A 20-foot Inflatable Leg Lamp is Coming Soon to the Christmas Story House Lawn

Posted By on Fri, Nov 15, 2019 at 4:02 PM

  • Photo via A Christmas Story House/Facebook
The Christmas Story House Foundation is hosting its annual 5K and 10K runs Dec. 7, but this time with a special bonus: an inflatable, light-up leg lamp that stands more than 20 feet tall.

In another partnership with Inflatable Images, the foundation decided to continue the joy of last year’s “Pink Nightmare” inflatable with a to-scale model of the infamous lamp. Both blow-up creations can be seen at the Christmas Story House this holiday season, with the leg lamp making its debut on race day at the starting line.

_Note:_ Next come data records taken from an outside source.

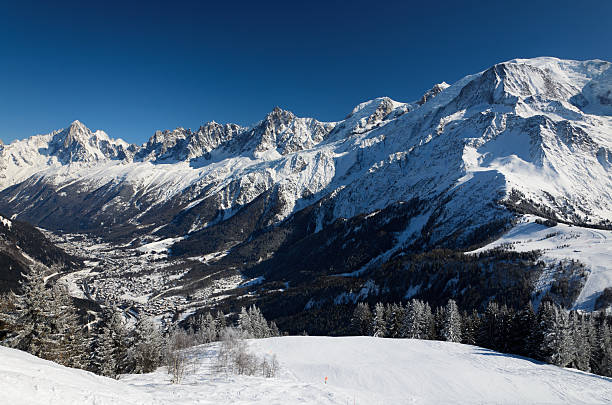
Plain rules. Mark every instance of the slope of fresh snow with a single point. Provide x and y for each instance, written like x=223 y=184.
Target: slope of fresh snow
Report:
x=539 y=126
x=28 y=380
x=359 y=370
x=593 y=247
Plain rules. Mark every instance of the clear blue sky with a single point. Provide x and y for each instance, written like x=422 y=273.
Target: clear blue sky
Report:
x=130 y=68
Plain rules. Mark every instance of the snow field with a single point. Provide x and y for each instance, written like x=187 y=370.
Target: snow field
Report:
x=359 y=370
x=593 y=247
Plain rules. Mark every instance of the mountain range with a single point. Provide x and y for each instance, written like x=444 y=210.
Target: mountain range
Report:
x=292 y=199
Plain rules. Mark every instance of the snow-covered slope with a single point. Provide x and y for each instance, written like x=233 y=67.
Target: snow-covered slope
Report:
x=592 y=247
x=28 y=380
x=359 y=370
x=538 y=126
x=525 y=136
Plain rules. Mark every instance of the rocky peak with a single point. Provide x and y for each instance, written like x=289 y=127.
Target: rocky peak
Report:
x=433 y=92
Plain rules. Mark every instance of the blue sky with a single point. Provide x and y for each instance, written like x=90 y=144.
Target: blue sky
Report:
x=131 y=68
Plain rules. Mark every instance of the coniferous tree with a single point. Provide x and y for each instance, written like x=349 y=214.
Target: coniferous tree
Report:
x=362 y=319
x=439 y=324
x=409 y=324
x=112 y=354
x=147 y=346
x=487 y=336
x=523 y=323
x=451 y=328
x=274 y=332
x=72 y=342
x=244 y=323
x=379 y=324
x=581 y=356
x=555 y=341
x=603 y=350
x=33 y=319
x=396 y=313
x=220 y=323
x=469 y=327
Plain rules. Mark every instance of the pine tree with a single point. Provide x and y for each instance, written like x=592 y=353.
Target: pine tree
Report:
x=362 y=319
x=489 y=327
x=274 y=332
x=244 y=323
x=73 y=345
x=379 y=324
x=33 y=318
x=470 y=327
x=220 y=323
x=555 y=343
x=112 y=355
x=451 y=329
x=523 y=323
x=581 y=349
x=147 y=346
x=438 y=324
x=396 y=314
x=603 y=350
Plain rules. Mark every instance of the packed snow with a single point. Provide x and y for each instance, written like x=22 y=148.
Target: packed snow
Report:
x=359 y=370
x=593 y=247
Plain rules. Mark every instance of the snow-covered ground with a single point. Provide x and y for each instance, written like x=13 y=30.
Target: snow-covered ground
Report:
x=359 y=370
x=593 y=247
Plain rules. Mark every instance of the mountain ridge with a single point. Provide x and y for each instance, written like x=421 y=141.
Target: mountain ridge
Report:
x=452 y=169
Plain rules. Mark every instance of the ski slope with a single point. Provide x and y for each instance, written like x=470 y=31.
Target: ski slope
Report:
x=359 y=370
x=593 y=247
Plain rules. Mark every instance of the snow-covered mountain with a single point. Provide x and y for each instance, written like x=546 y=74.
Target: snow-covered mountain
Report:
x=451 y=169
x=360 y=370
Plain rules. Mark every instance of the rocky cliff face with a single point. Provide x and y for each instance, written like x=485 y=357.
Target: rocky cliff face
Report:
x=530 y=135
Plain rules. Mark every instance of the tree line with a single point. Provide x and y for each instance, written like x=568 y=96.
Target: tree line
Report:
x=552 y=334
x=43 y=321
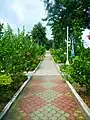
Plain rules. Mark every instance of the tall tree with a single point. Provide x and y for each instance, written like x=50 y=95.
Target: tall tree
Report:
x=38 y=33
x=63 y=13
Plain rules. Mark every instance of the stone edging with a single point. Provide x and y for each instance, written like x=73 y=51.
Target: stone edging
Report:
x=9 y=104
x=83 y=105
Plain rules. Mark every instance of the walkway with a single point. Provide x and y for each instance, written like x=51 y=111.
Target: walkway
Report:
x=46 y=97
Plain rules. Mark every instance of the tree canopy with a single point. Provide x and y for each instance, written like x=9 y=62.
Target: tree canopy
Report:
x=38 y=33
x=72 y=13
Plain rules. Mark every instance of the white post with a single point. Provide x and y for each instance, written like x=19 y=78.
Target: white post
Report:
x=67 y=62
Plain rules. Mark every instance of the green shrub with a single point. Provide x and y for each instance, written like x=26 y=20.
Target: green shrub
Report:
x=58 y=55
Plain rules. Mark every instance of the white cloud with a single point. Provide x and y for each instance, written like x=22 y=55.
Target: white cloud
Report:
x=23 y=12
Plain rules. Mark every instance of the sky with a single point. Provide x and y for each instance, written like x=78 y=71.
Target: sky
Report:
x=23 y=12
x=85 y=38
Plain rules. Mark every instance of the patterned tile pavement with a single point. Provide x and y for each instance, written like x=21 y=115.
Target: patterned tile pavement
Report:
x=45 y=98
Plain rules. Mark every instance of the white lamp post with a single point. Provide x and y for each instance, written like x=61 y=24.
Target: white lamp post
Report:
x=67 y=61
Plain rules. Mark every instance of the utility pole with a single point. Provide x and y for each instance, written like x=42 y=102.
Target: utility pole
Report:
x=67 y=61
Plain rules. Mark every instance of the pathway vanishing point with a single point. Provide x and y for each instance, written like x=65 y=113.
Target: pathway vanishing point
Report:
x=46 y=97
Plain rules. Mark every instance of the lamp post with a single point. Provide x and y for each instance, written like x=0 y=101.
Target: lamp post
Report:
x=67 y=61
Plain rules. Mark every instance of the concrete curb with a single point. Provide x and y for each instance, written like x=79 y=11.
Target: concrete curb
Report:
x=9 y=104
x=82 y=104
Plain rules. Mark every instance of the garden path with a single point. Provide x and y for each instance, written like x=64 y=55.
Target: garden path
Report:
x=46 y=97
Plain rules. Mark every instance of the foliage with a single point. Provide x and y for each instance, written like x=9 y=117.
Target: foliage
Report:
x=58 y=55
x=38 y=33
x=79 y=70
x=18 y=53
x=5 y=80
x=63 y=13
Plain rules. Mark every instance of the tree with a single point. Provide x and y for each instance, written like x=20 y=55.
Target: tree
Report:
x=1 y=28
x=63 y=13
x=39 y=34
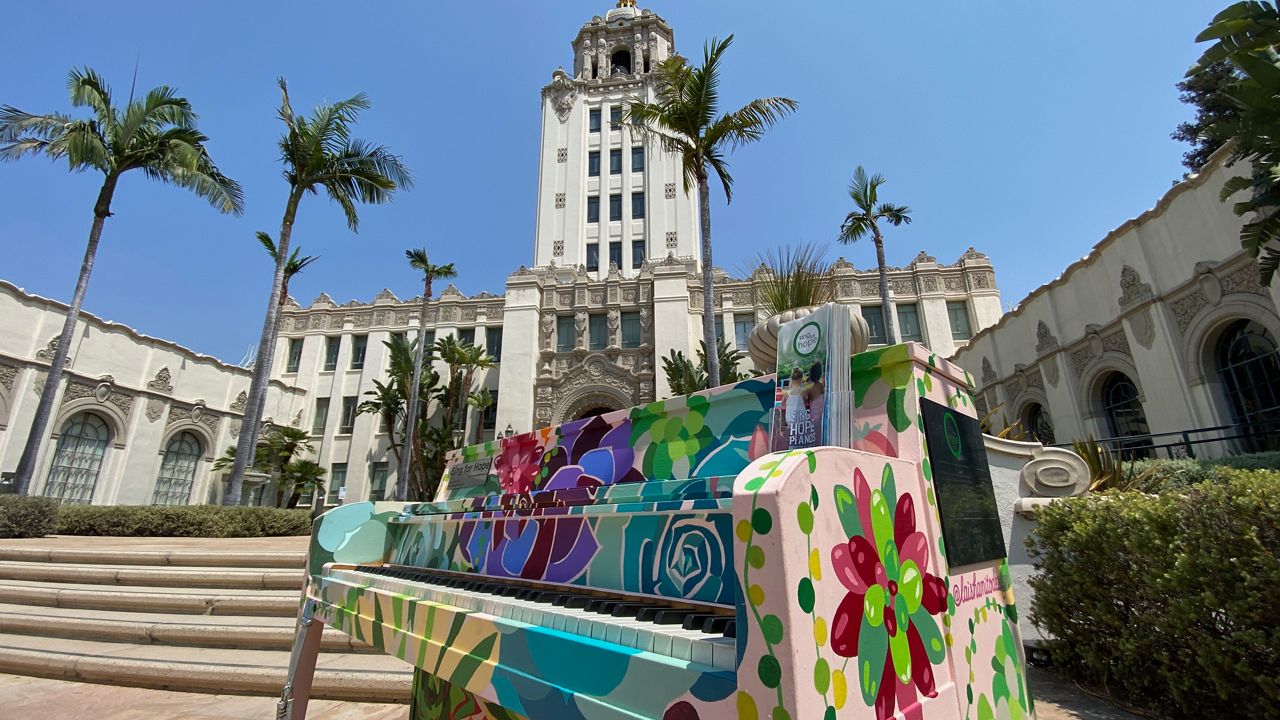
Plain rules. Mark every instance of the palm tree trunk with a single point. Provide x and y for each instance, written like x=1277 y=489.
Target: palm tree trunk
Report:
x=704 y=201
x=412 y=392
x=245 y=447
x=886 y=311
x=45 y=409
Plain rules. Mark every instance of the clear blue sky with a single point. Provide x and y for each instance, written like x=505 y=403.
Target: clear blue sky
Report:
x=1027 y=130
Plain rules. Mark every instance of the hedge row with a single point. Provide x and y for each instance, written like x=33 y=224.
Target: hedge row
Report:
x=22 y=516
x=190 y=522
x=1162 y=475
x=1169 y=598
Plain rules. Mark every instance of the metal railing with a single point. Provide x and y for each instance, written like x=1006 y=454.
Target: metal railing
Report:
x=1247 y=437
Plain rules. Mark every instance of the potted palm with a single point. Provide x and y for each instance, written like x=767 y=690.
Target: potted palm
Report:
x=792 y=282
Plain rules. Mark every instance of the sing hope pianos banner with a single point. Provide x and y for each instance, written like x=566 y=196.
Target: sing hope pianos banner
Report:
x=812 y=404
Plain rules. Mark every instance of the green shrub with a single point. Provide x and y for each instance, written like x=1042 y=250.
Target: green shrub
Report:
x=191 y=522
x=1169 y=598
x=24 y=516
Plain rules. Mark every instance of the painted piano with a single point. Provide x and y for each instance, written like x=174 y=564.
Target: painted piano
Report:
x=659 y=563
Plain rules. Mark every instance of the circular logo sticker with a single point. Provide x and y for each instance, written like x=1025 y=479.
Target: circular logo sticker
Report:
x=808 y=338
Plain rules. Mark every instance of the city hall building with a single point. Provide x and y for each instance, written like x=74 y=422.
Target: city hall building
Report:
x=612 y=286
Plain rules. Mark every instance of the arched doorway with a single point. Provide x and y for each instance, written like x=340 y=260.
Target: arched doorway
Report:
x=1248 y=364
x=177 y=470
x=78 y=459
x=593 y=411
x=1038 y=424
x=1125 y=417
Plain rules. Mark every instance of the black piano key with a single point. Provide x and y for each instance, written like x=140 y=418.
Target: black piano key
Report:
x=670 y=616
x=716 y=624
x=695 y=621
x=627 y=609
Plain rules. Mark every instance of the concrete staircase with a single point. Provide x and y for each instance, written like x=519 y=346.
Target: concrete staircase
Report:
x=196 y=618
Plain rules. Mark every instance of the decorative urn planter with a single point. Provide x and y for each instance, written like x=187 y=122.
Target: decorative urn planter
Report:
x=763 y=342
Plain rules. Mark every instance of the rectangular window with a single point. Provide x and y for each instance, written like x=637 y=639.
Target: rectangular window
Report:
x=295 y=355
x=321 y=417
x=565 y=333
x=337 y=483
x=743 y=327
x=332 y=345
x=876 y=322
x=909 y=323
x=359 y=345
x=378 y=481
x=493 y=343
x=597 y=332
x=348 y=415
x=959 y=317
x=630 y=329
x=489 y=419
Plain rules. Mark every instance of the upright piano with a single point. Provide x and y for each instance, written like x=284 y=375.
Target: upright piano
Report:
x=662 y=564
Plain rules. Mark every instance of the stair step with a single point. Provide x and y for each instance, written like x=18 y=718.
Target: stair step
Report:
x=368 y=678
x=190 y=577
x=193 y=601
x=159 y=628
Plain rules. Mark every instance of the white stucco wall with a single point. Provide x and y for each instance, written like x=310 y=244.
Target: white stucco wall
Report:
x=1150 y=300
x=150 y=392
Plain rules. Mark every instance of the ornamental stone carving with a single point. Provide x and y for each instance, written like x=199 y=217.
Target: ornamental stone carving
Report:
x=163 y=382
x=988 y=373
x=1045 y=340
x=1132 y=288
x=8 y=376
x=155 y=408
x=548 y=329
x=49 y=350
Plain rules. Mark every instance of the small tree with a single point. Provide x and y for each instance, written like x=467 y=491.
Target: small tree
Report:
x=864 y=219
x=319 y=153
x=156 y=135
x=685 y=119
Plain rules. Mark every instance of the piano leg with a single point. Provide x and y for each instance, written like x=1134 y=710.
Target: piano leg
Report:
x=302 y=666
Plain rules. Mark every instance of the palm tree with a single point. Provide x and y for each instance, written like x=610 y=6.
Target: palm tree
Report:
x=864 y=190
x=156 y=135
x=684 y=121
x=319 y=153
x=419 y=261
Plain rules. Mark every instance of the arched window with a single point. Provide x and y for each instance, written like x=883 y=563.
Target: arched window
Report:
x=1249 y=368
x=1038 y=423
x=1125 y=417
x=620 y=63
x=177 y=470
x=78 y=459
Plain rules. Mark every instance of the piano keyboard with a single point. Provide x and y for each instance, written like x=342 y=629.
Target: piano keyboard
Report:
x=694 y=634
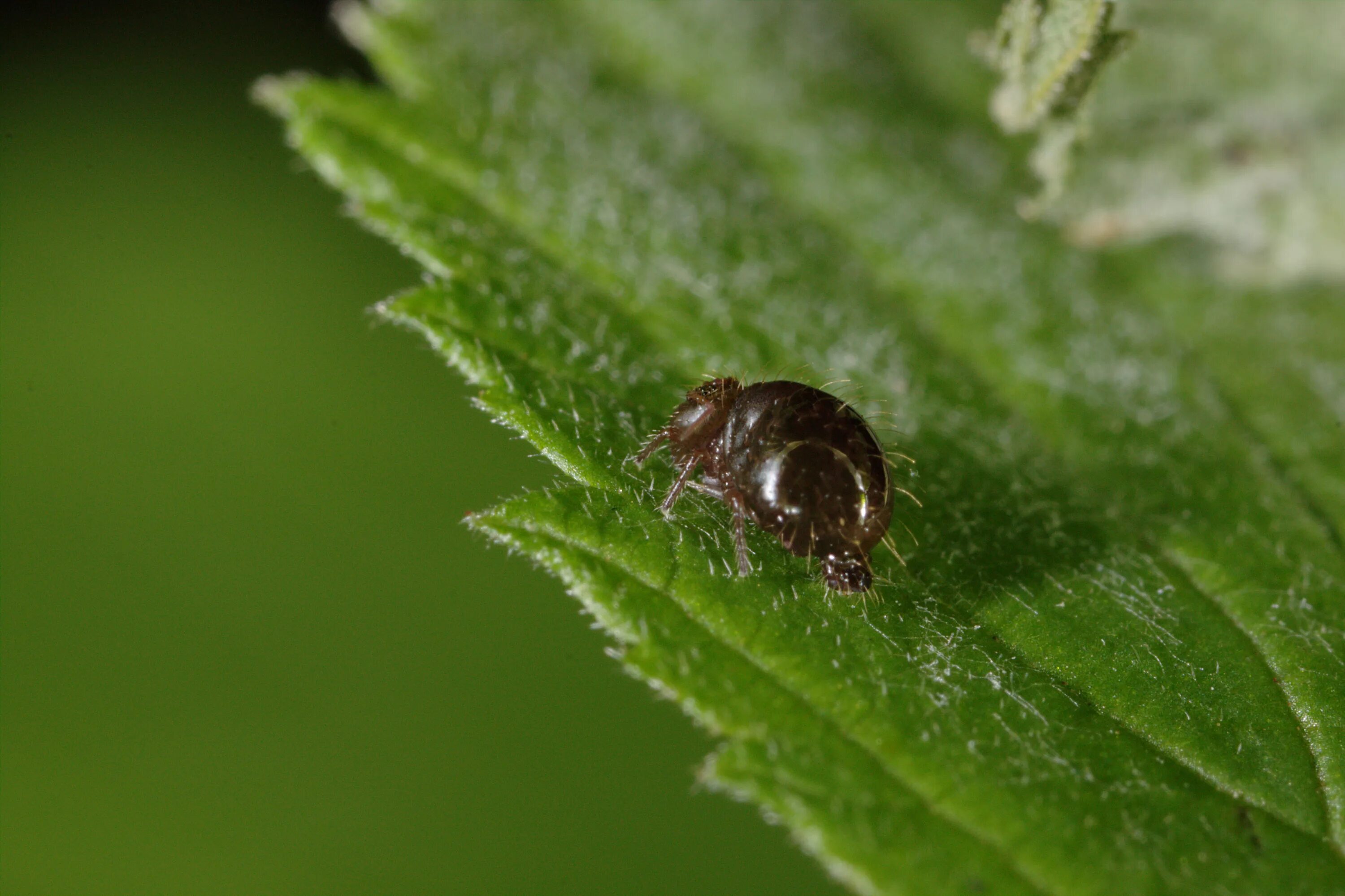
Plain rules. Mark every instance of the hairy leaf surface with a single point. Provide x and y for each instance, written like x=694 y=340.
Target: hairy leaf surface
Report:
x=1117 y=657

As in years past, the 5K course ends at the Christmas Story House and Museum, while the 10K course runs to the house and back to the starting line at Public Square. Movie-themed costumes are encouraged, as are spectators.

Race participants receive an A Christmas Story long-sleeve T-shirt, a special runner’s bib, and a collectible “Oh Fudge!” medal. Plus, as the Christmas Story House Foundation is partnering with Toys for Tots this year, the first 200 participants to bring a donation receive a HooRag that can be used as a hat, scarf, balaclava, or headband.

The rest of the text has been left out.